It's a good multiple, but if the trend is truly still going down, it's hard to value a company while that's happening.
It's a huge amount of money to bet on something like this where the whole moat is equipment.
I mean, that's your only defense.
Hello, another episode of Acquisition Anonymous.
We don't have 100% years anymore.
And thumbs downing on just the plus industry.
Welcome back,
Clusions Anonymous,
the internet's number one podcast
about buying and selling small businesses.
Today,
myself, Michael Girdley and Heather Anderson
went through the most interesting listing
I have seen for a small business for sale
in a long time.
So it is straight out of soap opera days of our lives.
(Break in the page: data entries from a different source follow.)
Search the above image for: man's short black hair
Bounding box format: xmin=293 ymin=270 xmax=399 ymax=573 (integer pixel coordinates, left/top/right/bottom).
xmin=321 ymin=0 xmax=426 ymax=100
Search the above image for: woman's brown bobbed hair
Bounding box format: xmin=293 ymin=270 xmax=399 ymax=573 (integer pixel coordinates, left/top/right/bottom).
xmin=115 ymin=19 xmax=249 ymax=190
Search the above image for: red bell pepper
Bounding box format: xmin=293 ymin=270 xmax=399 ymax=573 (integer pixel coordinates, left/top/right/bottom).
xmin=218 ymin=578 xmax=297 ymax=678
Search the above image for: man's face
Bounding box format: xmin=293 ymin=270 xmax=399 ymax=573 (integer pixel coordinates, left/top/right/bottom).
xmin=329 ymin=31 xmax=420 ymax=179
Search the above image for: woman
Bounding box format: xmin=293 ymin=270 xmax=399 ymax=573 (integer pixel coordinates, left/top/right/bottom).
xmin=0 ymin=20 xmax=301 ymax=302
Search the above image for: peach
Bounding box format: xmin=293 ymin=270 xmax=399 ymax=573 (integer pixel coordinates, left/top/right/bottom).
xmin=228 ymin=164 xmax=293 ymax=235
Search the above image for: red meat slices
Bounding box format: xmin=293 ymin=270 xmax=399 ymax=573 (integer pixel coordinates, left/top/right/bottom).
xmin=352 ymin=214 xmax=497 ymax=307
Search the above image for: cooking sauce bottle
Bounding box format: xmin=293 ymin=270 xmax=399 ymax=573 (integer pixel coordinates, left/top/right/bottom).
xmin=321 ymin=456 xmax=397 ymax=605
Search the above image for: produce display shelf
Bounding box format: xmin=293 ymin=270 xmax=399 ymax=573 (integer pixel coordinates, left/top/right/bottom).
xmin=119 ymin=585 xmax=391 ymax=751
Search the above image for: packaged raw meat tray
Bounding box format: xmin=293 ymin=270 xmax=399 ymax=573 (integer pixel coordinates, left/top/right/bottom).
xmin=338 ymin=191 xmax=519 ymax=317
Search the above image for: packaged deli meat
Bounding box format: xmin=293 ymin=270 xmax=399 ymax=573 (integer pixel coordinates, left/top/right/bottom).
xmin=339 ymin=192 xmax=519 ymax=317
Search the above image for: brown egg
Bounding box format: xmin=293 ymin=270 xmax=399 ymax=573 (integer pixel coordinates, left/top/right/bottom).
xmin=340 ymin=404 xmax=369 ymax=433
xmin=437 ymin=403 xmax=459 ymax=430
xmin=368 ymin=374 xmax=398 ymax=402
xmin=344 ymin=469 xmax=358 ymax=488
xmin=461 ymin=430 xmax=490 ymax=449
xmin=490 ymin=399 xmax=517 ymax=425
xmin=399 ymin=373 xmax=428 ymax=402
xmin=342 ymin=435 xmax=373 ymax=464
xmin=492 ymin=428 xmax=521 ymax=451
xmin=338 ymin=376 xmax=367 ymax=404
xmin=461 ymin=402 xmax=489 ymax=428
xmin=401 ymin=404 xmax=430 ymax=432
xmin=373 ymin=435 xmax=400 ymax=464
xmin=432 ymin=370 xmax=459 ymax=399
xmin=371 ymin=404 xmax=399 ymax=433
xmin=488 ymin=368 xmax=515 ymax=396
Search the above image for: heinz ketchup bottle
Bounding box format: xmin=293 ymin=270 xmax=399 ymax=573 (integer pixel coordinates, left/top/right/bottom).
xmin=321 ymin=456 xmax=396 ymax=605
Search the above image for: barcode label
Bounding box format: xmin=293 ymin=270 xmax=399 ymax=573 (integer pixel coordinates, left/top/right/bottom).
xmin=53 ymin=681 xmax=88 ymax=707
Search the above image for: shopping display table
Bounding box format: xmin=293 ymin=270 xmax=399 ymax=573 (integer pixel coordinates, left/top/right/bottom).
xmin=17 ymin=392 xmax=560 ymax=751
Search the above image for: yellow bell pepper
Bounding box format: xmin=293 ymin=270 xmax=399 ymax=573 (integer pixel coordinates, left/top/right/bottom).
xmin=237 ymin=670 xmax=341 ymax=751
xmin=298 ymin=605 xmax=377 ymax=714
And I think you'll find it fascinating.
And then I think you'll find it really interesting
what we thought of the deal.
So stick around for a little.
whole episode to hear that as Heather and I rated it at the end. So that's it. Thanks for being here.
Enjoy the episode.
Hey, everyone, it's Bill. And I want to tell you about maybe the most exciting sponsor we've had
in a long time on the pod. It's called CapitalPad. And it is the thing that I wish existed
when I started my journey of operating and investing in small businesses. So CapitalPad is a
marketplace for acquisition entrepreneurs that is people who want to buy a business and need
capital to list their deals and solicit capital from other people who want to invest in acquisition
deals. So if you want to back somebody buying a small business, CapitalPad is a place to do it.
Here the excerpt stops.